The Smiths have plans to keep growing, but ultimately their farmhouse brewery will stay small. One of their long-term goals is to grow and produce all their ingredients on the land surrounding their brewery, on Sweet Road outside Blaine. Atwood Ales has included at least some “estate” ingredients since day one.

“We don’t ever want to be huge anyway,” Josh said. “We want to maintain our smallness and our ability to adapt, expand, experiment and create more of a niche, artisan product while still hopefully making a living.”

Josh, the head brewer, is inspired by the farmhouse tradition of brewing, developed in Belgium, France and Germany, in which brewers use mostly homegrown ingredients and brew on a small scale.

The farmhouse brewing philosophy also includes using what’s on hand, which often includes a wild card ingredient or two. And consistency isn’t prized the way it is elsewhere in the brewing world.

Atwood Ales’ saison beer – a French farmhouse ale – changes each time it’s produced. If you find a Mo’s Saison by Atwood Ales on the shelves now, it’s probably brewed with rosemary and sage and Tettnang hops grown at the Atwood estate.

For the Brewery’s anniversary, it’s releasing a Mo’s Saison that includes Brettanomyces – a yeast that’s traditional in farmhouse ales but rarely used in modern brewing.

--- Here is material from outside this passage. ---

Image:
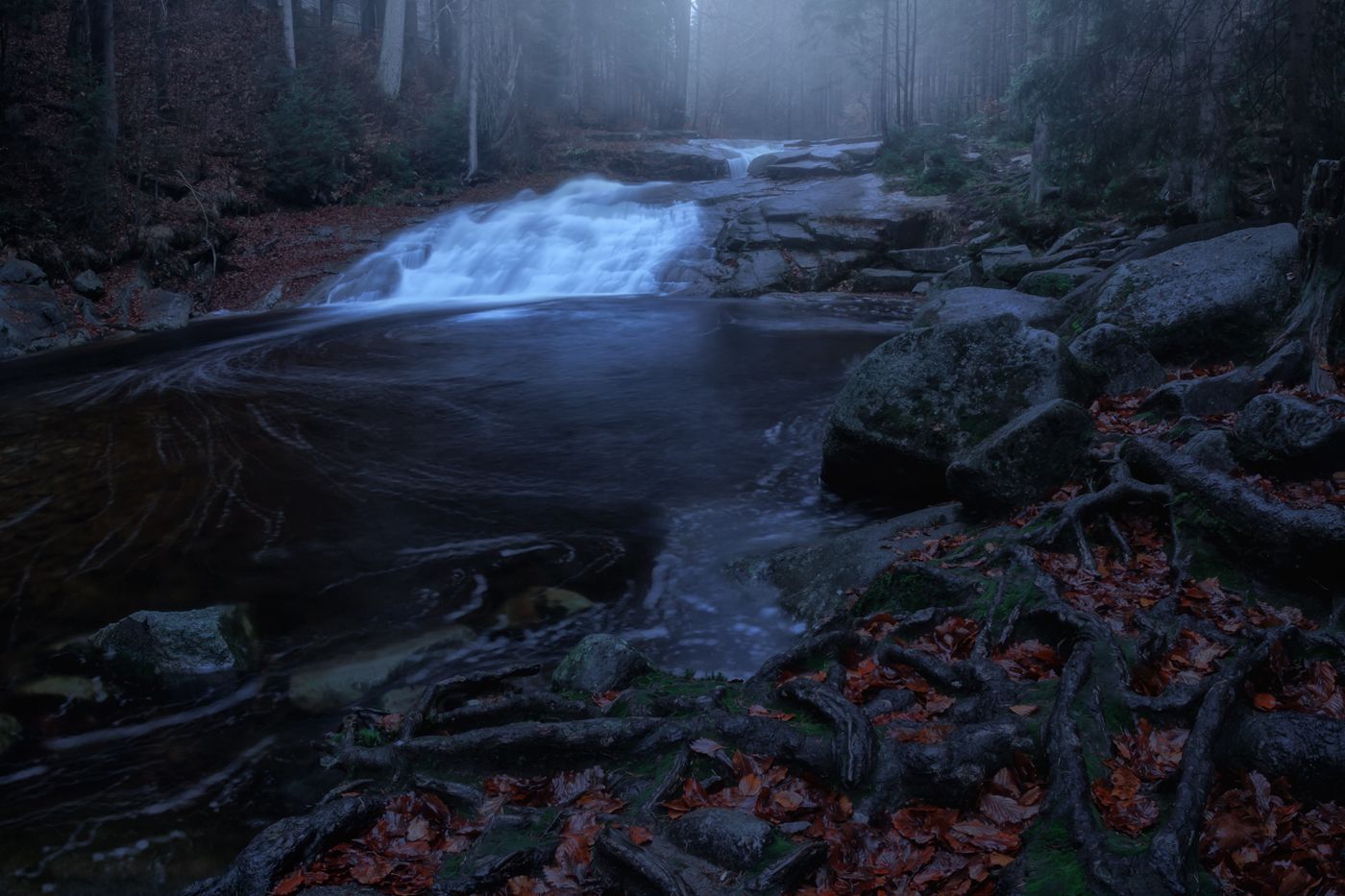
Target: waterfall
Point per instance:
(591, 237)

It adds “barnyard” or “fruity” flavors, Josh said.

Despite its growth, Atwood Ales still doesn’t have a taphouse, but Monica said they hope to open one in Blaine by next year. The company had opportunities to move to Ferndale, but is committed to Blaine, Monica said.

“Drayton Harbor Oyster Co. is doing a great job bringing awareness to what Blaine has and we’re hoping to be a part of it,” she said. “We really want to be in Blaine. We just want to see Blaine come alive again.”